In a sworn deposition, witness Ken Hammarlund Jr., owner of a nursery that contracts landscaping jobs for the University, testified that the shrubbery pictured could not have been in the ground for more than a year.
But in another sworn deposition, witness Glen Simmonds, a Duluth Facilities Management Landscaping Manager, said Orensten’s pictures of the plants at the accident site are inaccurate and that the shrubs have been in the ground since the late ’80s.
Orensten said that he plans to use the opposing testimony to discredit Simmonds and prove there was in fact construction at the accident sight.
Donohue said that in personal injury cases the plaintiff, Orensten, must prove there is negligence to collect any damages.
Orensten said his case is David vs. Goliath. Since no attorney would stick with the case, Orensten has taken over as his own counsel.
Sharon L. Van Dyck, of the Schwebel Goetz Sieben & Moskal law firm, took Orensten’s case when it originally went through appeals but would not take the actual case as it goes to trial.
“I didn’t think the chances of winning on the underlying liability were very good,” Van Dyck said.
“They have so much incredible power and an unlimited wallet,” Orensten said from his residence in a Monticello motel. He added that the money spent on the case doesn’t matter to the University because it comes out of taxpayer’s pockets.
Donohue said the case is of minimal cost to the University because it has insurance that covers slip-and-fall-type cases. The only thing it has to pay is the premium.
Both sides of this case contend it has been dragged out so long because of problems with the other party.

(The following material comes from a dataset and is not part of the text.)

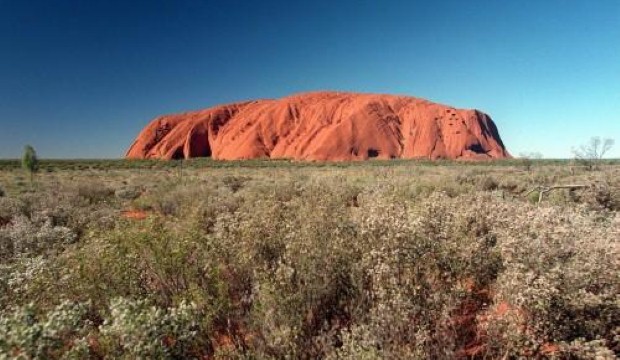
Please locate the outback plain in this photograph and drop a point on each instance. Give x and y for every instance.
(277, 259)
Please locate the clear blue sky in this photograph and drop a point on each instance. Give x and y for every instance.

Originally, the case was heard by an arbitrator in January 1996, but was non-binding and not admissible in court. After the arbitrator found in the University’s favor, Orensten was supposed to file for an appeal.
Because of a mix-up at the courthouse and a legal technicality that stated an appeal must be filed within 20 days of the decision, he did not file in time. His case was thrown out.

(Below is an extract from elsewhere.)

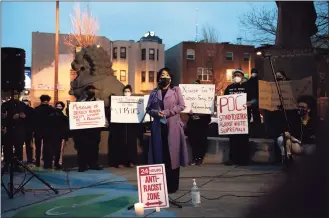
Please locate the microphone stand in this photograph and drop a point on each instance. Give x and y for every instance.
(281, 107)
(153, 150)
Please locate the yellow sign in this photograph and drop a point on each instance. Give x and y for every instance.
(291, 90)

But Van Dyck said she didn’t want the case to be decided on a technicality.
“It’s a common mistake even for lawyers,” she said. “It meant that he was going to lose on a technicality, not on merit.” Van Dyck helped reinstate Orensten’s case by taking the procedural rule up through appeals and to the state Supreme Court.

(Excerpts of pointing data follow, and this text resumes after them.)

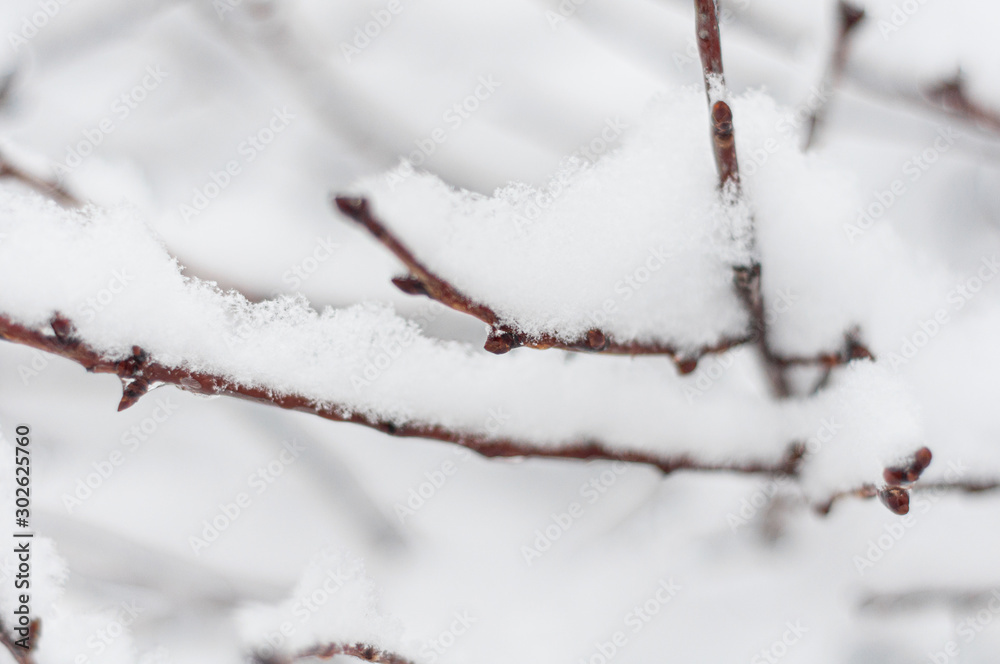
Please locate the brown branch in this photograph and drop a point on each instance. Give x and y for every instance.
(849, 17)
(902, 479)
(358, 650)
(46, 187)
(139, 371)
(746, 278)
(709, 43)
(21, 655)
(952, 97)
(503, 336)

But Orensten said it wasn’t just he who slowed the case down. He said the University’s lawyer created several different delays and robbed him of his due process of law.
In a motion filed in Hennepin County District Court, Orensten accused Stephen Plunkett, the attorney representing the University, of delays, obstruction of justice, collusion, harassment and witness tampering.
In the motion, Orensten stated his pictures of the accident scene were illegally removed from the court file along with the negatives and pages from different letters submitted to the court.
“In 10 years of practice, Plunkett has never had any complaints,” Donohue said. “He is one of the best, highest-integrity lawyers I know.”
Hennepin County District Court Judge Delila F. Pierce would not comment on the pending sanctions against Plunkett.
But Orensten said he is angry at the delays and how much it has cost him.
“This is a slip-and-fall case that the University has turned into a holocaust,” he said.